「はぁっ?!」
私は今混乱している。手にはボロボロのインキュベータ、それはいい、でも目の前で起きたことに理解が追いつかない。だってあの巴マミがまどかと美樹さやかを勧誘せずに帰った。しかも、私に説明を丸投げした。
それどころかボロボロのインキュベータを無視した。いや、孤独じゃないからインキュベータに執着はしないのかしら?
「いい加減、手を離してくれないかな」
ほうけているうちにインキュベータが増えた。壁に持っていたボロボロのインキュベータを叩きつけて、まどかと美樹さやかに説明をする。
「えっと…どこから伝えたほうがいいかしら?」
「最初からお願いします」
「転校生も魔法少女?」
「ええ、」
頭が痛い、個性という超常能力も概要だけしか理解できていないのに、今までど全く違う進み方をしている。でも、これならプラス方面以外の説明もできる。
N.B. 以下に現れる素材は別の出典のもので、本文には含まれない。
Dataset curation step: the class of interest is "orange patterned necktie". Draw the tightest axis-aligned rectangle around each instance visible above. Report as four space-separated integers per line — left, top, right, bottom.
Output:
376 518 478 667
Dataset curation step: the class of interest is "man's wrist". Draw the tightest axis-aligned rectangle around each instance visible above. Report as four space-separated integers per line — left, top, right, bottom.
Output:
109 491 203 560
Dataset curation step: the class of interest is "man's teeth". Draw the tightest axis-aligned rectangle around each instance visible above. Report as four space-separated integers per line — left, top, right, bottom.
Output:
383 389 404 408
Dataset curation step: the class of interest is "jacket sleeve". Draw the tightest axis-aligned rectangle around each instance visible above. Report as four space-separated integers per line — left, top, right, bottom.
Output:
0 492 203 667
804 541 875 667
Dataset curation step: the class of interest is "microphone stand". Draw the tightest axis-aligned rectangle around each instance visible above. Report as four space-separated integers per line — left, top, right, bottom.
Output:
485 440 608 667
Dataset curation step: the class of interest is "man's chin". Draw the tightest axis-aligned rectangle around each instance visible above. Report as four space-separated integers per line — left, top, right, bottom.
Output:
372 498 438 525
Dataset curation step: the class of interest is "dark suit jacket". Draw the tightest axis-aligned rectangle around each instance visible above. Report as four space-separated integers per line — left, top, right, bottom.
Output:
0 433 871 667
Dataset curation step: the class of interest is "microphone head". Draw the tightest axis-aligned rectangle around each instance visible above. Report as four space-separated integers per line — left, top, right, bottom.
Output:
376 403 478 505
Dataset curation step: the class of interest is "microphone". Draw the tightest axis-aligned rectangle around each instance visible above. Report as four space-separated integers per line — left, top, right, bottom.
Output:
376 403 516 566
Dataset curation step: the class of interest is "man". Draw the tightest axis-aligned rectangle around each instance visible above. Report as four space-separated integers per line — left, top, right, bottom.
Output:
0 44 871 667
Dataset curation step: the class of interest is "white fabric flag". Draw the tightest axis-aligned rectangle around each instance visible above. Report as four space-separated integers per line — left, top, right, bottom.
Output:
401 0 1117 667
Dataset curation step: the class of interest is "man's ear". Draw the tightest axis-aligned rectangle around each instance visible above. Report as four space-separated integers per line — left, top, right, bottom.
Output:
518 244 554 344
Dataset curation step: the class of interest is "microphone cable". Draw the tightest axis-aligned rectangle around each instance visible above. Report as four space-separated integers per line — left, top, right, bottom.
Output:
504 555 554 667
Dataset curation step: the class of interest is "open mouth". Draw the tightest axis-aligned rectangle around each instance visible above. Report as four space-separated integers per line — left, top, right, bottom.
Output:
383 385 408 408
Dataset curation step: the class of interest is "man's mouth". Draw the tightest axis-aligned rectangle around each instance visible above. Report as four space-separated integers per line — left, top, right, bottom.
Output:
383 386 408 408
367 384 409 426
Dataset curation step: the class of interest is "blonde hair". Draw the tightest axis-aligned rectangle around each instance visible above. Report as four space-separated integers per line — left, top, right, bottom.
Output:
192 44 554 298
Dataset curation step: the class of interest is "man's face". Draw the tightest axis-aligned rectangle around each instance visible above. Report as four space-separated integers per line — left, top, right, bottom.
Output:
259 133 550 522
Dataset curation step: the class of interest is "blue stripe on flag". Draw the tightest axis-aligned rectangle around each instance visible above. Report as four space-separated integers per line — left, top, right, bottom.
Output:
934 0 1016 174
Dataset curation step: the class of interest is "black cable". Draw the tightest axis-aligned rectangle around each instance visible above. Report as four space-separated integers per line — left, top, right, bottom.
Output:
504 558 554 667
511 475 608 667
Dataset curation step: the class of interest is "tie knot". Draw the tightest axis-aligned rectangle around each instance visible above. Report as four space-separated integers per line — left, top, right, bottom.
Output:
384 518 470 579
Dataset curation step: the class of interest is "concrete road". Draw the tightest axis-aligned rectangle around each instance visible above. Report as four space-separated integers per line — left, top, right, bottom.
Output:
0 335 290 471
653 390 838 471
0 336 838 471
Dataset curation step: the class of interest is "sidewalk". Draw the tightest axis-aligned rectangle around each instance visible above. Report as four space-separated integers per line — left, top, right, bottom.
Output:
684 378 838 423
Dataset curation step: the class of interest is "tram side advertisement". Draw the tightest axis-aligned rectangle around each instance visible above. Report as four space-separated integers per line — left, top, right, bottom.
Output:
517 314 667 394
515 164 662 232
「ボクと契約して魔法少キュペっ「私の前でよくそれができるわね、セールスマンもびっくりの商魂ね、」
「大丈夫なの?それ、」
少し考えているとインキュベータが契約の売り文句を言い始めたので、その頭を打ち抜いておく。こんなやつも心配するまどかは優しいわね。
「まずは、魔法少女とは何かね。こいつ、インキュベータと契約してさっき貴方たちを襲ってきた奴らと戦う存在。個性とは全くの別物よ。かく言う私も無個性だしね」
「なるほど?」
「それでも貴方を襲ったのは使い魔、絶望から生まれる魔女の手下、たまに単独行動で魔女へと進化するものもいるわ。そして、魔女は魔法少女の成れの果てよ」
「え?」
「はっ?」
「少し語弊があったわね。精神が安定していれば魔女にはならないわ。よくある闇落ちみたいなものよ」
ここで恐怖を植え付ける。でも、その代償を軽めに表現する。例えば、最初の世界で美樹さやかに進められた漫画のキャラ、名前は忘れたけど闇落ちというあれ認識させる。
「じゃぁ戻るんですか?」
「基本的に、闇落ちがもどることはないわよ、漫画でもそうでしよ、光落ちはあっても、闇堕ちが光落ちになるご都合主義なんて……結構あるわね」
「……戻らない認識でいい?」
「ええ、今はそれでいいわ」
「じゃぁ何で魔法少女になったの?」
「!知らなかったからよ、実際にこのことを知らない魔法少女は多いわ。インキュベータは嘘をつかない、でも喋らない、事実しか言わないけど都合のいい場所しか喋らなくて、いざというときは聞かれなかったって言う、信用しないほうがいいわ。ともかく、契約するなら相談しなさい、巴マミには聞かないほうがいいわ。たぶん当てにならない」
納得したような、腑に落ちないよな顔ね。でも今は十分、インキュベータを悪いものとして認識させれれば、契約する意欲も減ってくる。それに願いの部分は伏せて話したから、契約の内容は力を得るが魔女になる可能性があるものという認識になっているはず。どんな願いもかなうという一番の飴を二人は知らない。相談事もこっちに来るように話した。現状やり直しのなかで一番いい方向に向かってるわね。